Doctor Lemercier, our learned bibliographer, has lent to me (from his personal collection) a rare and very clever brochure by Quatrefages on the hygrometrical sensibility of spiders, on their prescience of variations of the temperature—which we might very well turn to advantage—and on the skilful exposure of their webs.
The formation of their beautiful and poetical autumn-webs, which are called Virgin's Threads, is very clearly explained by Des Étang, in the Mémoires de la Société Agricole de Troyes, for 1839.
In reference to the spider's most terrible enemy, the ichneumon, some curious details are given in the fourth volume of the Memoirs of the American Society. In order to preserve it for its little ones, it does not kill its victim, but, if one may so speak, etherizes it by pricking it, and distilling into the wound a venom which apparently paralyzes it.
My remarks on the terror of the male in his amorous advances are based upon those of De Geer, and Lepelletier, in the Nouveau Bulletin de la Société Philomathique, pt. 67, p. 257.
Finally, the master-work of the spider, the ingeniously constructed house and door of the Mygale of Corsica, has been completely described and drawn by an observer whom one can trust implicitly,—Audouin (followed by Walckenaër, and others).

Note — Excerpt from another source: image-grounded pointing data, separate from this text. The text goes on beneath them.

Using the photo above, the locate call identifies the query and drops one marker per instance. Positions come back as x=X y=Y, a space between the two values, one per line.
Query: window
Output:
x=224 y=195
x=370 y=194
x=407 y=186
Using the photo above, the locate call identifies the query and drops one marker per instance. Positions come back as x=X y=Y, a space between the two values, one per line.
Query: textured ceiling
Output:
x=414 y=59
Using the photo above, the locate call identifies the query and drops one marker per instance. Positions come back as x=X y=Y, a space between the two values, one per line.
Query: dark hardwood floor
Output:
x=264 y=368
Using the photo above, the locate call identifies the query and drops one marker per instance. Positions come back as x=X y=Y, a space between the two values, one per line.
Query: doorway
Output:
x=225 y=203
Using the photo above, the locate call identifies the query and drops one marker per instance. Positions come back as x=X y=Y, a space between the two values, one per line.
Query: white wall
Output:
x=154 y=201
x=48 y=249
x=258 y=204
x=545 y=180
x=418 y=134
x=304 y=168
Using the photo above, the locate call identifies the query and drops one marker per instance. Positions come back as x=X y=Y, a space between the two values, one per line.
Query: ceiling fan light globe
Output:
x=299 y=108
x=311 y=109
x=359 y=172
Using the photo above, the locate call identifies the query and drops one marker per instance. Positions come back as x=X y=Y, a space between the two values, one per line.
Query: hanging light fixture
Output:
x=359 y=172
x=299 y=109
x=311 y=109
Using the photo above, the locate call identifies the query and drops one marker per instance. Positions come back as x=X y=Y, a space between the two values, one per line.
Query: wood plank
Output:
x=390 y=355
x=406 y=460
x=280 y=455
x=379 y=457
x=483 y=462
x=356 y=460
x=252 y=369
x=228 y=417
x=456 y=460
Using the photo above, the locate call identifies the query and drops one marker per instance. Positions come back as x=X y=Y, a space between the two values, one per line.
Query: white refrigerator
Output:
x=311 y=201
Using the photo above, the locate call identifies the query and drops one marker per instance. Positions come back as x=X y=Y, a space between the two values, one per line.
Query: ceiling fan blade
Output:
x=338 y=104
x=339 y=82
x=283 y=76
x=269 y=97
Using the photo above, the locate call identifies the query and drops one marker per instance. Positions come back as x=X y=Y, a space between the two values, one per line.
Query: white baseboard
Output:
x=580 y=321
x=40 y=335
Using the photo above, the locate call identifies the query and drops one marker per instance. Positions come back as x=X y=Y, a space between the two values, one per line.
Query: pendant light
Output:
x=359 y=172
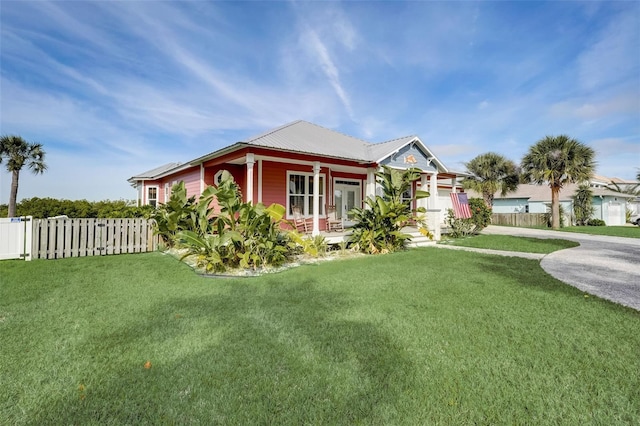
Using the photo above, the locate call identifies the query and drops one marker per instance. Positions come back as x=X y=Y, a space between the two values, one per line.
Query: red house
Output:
x=306 y=168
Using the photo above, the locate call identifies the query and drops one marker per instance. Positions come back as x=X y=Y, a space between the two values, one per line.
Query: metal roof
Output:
x=542 y=193
x=153 y=173
x=308 y=138
x=302 y=136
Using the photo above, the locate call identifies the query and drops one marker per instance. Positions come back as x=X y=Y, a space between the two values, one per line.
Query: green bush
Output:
x=241 y=235
x=378 y=228
x=549 y=216
x=481 y=213
x=41 y=208
x=480 y=219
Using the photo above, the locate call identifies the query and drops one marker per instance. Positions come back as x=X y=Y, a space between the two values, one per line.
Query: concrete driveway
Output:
x=608 y=267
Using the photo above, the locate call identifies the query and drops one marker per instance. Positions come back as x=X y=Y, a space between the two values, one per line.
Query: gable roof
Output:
x=303 y=137
x=154 y=173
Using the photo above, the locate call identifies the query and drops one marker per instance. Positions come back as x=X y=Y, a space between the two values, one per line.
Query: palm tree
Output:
x=491 y=173
x=556 y=161
x=19 y=153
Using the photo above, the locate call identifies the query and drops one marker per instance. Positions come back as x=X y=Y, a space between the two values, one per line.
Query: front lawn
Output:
x=511 y=243
x=426 y=336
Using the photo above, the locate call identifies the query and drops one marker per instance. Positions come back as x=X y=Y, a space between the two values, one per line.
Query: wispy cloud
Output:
x=126 y=86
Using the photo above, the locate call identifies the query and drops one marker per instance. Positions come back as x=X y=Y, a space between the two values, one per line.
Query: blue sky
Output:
x=116 y=88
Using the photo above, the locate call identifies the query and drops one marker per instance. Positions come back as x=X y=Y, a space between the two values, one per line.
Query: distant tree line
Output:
x=49 y=207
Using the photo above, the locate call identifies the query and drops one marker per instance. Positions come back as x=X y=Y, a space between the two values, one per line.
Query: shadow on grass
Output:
x=274 y=354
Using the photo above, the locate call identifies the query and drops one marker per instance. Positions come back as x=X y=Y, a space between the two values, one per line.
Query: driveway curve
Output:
x=607 y=267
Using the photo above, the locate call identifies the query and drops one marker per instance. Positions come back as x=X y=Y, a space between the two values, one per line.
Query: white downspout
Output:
x=250 y=162
x=316 y=199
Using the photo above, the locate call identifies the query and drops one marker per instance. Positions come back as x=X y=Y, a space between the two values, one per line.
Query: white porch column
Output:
x=434 y=213
x=259 y=181
x=433 y=190
x=370 y=189
x=250 y=161
x=316 y=199
x=424 y=186
x=202 y=182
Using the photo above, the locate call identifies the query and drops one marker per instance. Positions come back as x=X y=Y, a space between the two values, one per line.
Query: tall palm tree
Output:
x=491 y=173
x=19 y=153
x=556 y=161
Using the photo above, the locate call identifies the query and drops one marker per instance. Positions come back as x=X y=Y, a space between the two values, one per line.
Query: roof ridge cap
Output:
x=269 y=132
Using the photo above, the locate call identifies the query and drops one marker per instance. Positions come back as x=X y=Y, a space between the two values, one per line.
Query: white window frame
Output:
x=404 y=198
x=217 y=178
x=308 y=197
x=149 y=198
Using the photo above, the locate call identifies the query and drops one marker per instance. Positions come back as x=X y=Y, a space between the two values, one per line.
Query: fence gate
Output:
x=15 y=238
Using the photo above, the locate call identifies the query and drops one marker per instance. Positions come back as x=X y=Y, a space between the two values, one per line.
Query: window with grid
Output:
x=300 y=194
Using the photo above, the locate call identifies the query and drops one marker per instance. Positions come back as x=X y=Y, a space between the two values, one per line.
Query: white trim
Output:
x=250 y=161
x=316 y=198
x=305 y=195
x=146 y=194
x=431 y=158
x=217 y=178
x=433 y=191
x=259 y=181
x=333 y=166
x=359 y=183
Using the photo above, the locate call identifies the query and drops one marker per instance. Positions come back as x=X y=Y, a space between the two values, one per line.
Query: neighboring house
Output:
x=609 y=205
x=306 y=168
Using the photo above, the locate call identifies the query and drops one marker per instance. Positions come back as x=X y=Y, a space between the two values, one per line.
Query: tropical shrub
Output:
x=480 y=213
x=459 y=227
x=583 y=204
x=549 y=215
x=241 y=235
x=378 y=228
x=175 y=215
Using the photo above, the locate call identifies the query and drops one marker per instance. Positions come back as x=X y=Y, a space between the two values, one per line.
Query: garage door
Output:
x=615 y=214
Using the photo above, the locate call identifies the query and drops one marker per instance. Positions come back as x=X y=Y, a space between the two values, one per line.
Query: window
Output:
x=406 y=196
x=300 y=194
x=152 y=196
x=217 y=178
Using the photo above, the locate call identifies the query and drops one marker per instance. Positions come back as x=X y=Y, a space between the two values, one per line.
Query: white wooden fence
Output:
x=63 y=237
x=15 y=238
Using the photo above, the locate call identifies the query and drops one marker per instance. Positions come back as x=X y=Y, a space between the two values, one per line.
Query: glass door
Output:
x=346 y=196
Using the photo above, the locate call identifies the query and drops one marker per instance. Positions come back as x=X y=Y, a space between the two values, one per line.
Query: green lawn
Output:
x=511 y=243
x=426 y=336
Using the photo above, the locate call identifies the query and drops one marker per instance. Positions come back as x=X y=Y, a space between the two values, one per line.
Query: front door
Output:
x=346 y=195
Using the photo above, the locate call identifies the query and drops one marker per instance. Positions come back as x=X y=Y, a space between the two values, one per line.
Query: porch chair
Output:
x=333 y=223
x=299 y=221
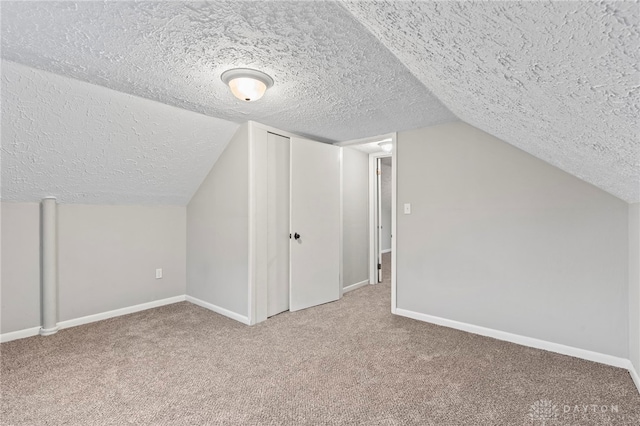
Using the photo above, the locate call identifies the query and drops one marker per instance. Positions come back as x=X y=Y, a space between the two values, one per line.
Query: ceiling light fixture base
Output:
x=247 y=84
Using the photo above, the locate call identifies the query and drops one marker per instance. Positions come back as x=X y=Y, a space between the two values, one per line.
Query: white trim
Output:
x=252 y=243
x=634 y=375
x=119 y=312
x=394 y=216
x=520 y=340
x=20 y=334
x=355 y=286
x=217 y=309
x=367 y=140
x=341 y=231
x=34 y=331
x=373 y=208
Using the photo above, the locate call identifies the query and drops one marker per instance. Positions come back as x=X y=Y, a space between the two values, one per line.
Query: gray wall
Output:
x=355 y=216
x=107 y=256
x=500 y=239
x=20 y=266
x=386 y=203
x=218 y=231
x=634 y=285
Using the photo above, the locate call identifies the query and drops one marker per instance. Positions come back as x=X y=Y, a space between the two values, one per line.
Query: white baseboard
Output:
x=355 y=286
x=634 y=376
x=521 y=340
x=34 y=331
x=119 y=312
x=217 y=309
x=20 y=334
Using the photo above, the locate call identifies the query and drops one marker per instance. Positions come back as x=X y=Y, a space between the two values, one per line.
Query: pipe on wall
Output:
x=49 y=267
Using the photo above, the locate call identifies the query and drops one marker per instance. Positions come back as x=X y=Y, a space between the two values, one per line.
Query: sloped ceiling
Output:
x=86 y=144
x=559 y=80
x=333 y=79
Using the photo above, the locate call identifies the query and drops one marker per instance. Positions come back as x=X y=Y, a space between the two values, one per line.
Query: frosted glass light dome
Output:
x=247 y=84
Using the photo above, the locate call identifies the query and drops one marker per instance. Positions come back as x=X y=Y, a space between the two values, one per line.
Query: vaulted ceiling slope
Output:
x=333 y=79
x=559 y=80
x=86 y=144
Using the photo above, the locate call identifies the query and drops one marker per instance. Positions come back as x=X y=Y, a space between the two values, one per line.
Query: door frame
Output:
x=257 y=274
x=372 y=187
x=373 y=214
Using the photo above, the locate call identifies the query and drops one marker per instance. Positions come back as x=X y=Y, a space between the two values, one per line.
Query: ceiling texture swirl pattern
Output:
x=558 y=80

NOTE 12.-Book iii., Chap. i.
The Termites.—The beautiful illustrations of Smeathman would merit reproduction, and the translation of his book (ed. 1784), now very rarely met with, ought to be reprinted. The interesting additional details collected by Azara, Auguste, Saint-Hilaire, Castelneau, and others, might be added, so as to make a complete monograph.
It is by no means a matter of slight import to recognize that the true and grand principle of art, so long misunderstood in the Middle Ages, has been always followed to the very letter by creatures of so low an order, in their surprising constructions.